In the first major decision of her premiership, Coates has confirmed that UKA are to hand over to UK Anti-Doping an internal report – produced in 2015 – which concerned the relationship between Mo Farah and his now disgraced former coach Alberto Salazar.

UKAD had previously released a statement “remind[ing] UKA that they are bound by the National Anti-Doping Policy.”

This is a positive start, and potentially the first step towards rebuilding a governing body brought to its knees by gross mismanagement over recent years – but there are plenty more hurdles for the organisation to overcome.

The first of these is the independent review launched by UK Sport which will scrutinise the “strategy, leadership, governance, operation, culture and connectivity of UK Athletics”.

With UKA having been allocated £26.9m in funding for the Tokyo 2020 Olympic cycle, the review may result in funding cuts should the governing body fall foul of the standards set by UK Sport.

Coates, however, has welcomed the report, which is headed by the former Secretary for the Department for Culture, Media and Sport, Dame Sue Street.

“It gives us a great platform to make some of this change because it gives you extra gravitas,” Coates said. “It’s a great thing for a CEO to have […] we [now] have an opportunity to write a strategy and a plan based on very clear behaviours.”

The second challenge is the financial predicament of UKA. The organisation’s cash reserves sit at a ten-year low of £2.8m, with contributory factors including their 500k tax bill from HMRC after failing to pay tax on its Nike kit deal, as well as the hosting of the Athletics World Cup in 2018, which is believed to have cost UKA close to £2m.

The third obstacle to negotiate is the lack of confidence held by athletes and coaches in UKA. In the run-up to the Doha World Championships, selectors not only had the discretion to reject World Athletics’ invitations to athletes who had obtained the IAAF standard, but could also send athletes who had fallen short of the qualifying mark.

The policy appeared to be guided by a narrow focus of winning medals rather than developing athletes and exposing them to world-class competitors.

Scottish Athletics too have voiced their concerns about the governance of UKA, with chairman Ian Beattie and chief executive Mark Munro suggesting in a letter to UKA that the relentless pursuit of medals has come at the cost of ethics and sensibility.

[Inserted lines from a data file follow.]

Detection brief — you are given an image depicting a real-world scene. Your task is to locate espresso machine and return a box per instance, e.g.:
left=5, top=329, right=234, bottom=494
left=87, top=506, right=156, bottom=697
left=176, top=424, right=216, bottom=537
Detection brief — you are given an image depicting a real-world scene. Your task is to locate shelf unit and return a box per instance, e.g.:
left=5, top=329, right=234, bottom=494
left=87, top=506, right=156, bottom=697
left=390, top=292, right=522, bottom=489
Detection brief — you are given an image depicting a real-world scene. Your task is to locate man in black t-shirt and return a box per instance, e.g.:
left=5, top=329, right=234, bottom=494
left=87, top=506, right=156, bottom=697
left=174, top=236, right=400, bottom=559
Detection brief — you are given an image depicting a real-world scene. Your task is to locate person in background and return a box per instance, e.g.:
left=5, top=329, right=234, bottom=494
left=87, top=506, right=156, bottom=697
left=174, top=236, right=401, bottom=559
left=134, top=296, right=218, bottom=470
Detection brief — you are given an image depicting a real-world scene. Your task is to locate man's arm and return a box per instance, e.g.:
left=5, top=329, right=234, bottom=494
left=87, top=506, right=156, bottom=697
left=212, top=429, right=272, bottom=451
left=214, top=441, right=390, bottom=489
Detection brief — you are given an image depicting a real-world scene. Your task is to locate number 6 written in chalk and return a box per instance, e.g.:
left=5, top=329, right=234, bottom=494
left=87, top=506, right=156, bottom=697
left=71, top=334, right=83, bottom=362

One section of the letter read that there is “a lack of trust in the decision-making processes of UKA by the whole athletics community, particularly around athlete high-performance funding.”

From a broader perspective, the centralisation of the sport in Loughborough has courted disaffection.

Coaches, the vast majority of whom are unpaid volunteers, are often powerless as the athletes they have guided from a young age switch to National Performance Coaches at the high-performance centre, denying them the opportunity to coach an athlete to their fullest potential.

There is little Coates can do about this in the short-term of course, but such a predicament epitomises the simmering discontent evident in the wider athletics community throughout the UK.

The signs from Coates, however, suggest she wants to foster a fresh outlook on athletics in Britain at a time when it is needed most.

“I think the organisation, going forward, needs much stronger leadership,” she said. “I also think across the entire executive, and each of the directorates, the sport needs to work closer. The CEO needs to have a greater understanding of what is happening in the business.”

What is clear from Coates’s early statements, though, is that she wants to build a strong relationship with athletics participants at all levels – and evolving the ethos of the sport is what will rebuild trust and help UKA recover from a traumatic series of setbacks.

“Performance cannot dictate a business,” she said. “That is how I feel. Major decisions should be made at an executive level and people should understand what is happening in their business.

“We will be reviewing the entire organisation and seeing if people are fit for purpose to drive this business forward. 

“Under my tenure, I do not want medals at all costs.”

Such an outlook in years gone by may have been dismissed as defeatist or unambitious, but there is a sense that it is the right time for a new perspective.

Coates will need time and support to help UKA recover its fortunes; with these, she surely stands a better chance than many of her predecessors.